If A$(z_1)$ and B$(z_2)$ are two fixed points in the Argand Plane and P$(z)$ is a variable point satisfying $|z-z_1| = k|z -z_2|$ then determine the locus of P

This is how I I proceeded with the problem :-

$|z-z_1| = k|z-z_2|$

Therefore ,this can be written as

$PA = kPB$

or we can say

$\frac{PA}{PB} = k$

I do not understand what to conclude from here . according to the solution of the problem , the previous equation indicates that the locus of P is a circle (or P lies on a circle) Now how does that make it a circle ? Please help

• The solution is not right.
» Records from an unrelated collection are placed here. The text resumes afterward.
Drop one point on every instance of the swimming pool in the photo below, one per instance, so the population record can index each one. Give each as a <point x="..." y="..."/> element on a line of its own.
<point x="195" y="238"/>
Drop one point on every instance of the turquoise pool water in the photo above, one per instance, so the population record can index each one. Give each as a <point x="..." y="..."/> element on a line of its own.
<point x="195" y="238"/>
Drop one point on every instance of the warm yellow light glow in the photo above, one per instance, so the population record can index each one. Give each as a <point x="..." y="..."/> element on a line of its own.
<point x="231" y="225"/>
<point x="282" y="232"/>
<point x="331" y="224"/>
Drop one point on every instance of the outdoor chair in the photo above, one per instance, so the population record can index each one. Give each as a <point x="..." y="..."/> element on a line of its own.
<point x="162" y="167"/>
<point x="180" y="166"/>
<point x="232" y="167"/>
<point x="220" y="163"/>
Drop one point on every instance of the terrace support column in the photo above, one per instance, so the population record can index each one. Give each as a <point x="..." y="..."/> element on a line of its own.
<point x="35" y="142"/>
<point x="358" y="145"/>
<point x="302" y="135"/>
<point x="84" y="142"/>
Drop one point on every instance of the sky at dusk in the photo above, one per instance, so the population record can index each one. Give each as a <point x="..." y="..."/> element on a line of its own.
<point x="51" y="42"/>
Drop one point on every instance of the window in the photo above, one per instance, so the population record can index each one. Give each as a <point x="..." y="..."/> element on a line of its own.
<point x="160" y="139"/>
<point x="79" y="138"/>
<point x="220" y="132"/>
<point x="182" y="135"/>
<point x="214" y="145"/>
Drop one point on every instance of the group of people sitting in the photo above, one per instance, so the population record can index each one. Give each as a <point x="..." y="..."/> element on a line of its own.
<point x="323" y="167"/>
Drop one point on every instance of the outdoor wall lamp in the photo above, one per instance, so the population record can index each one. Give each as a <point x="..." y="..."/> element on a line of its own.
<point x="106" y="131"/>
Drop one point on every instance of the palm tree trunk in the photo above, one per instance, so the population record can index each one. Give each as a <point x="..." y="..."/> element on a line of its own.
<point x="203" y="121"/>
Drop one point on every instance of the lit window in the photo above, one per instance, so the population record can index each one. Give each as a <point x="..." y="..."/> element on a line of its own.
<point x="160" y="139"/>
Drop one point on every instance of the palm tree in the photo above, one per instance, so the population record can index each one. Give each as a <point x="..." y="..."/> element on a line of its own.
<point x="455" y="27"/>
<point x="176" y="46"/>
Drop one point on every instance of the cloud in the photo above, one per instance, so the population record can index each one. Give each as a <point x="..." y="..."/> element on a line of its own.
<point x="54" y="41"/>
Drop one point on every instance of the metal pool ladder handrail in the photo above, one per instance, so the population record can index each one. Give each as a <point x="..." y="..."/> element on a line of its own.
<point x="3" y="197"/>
For $k=1$ the locus is the line orthogonal to the segment $AB$ and through its midpoint. – Fimpellizieri Jan 29 '18 at 13:53
• The locus for $k \ne 1$ is a circle of Apollonius, see this answer for the complete derivation. – dxiv Jan 29 '18 at 16:40

Actually, this is a circle unless $k=1$ (assuming that $k>0$).
Take $a,b,c,d\in\mathbb R$ such that $z_1=a+bi$ and $z_2=c+di$. Then, for each $x,y\in\mathbb R$,\begin{multline}|(x+yi)-(a+bi)|=k|(x+yi)-(c+di)|\iff\\\iff(x-a)^2+(y-b)^2=k^2\bigl((x-c)^2+(y-d)^2\bigr).\end{multline}Now, expand this equality and you'll get the equation of a circle (except if $k=1$, in which case you'll get a straight line).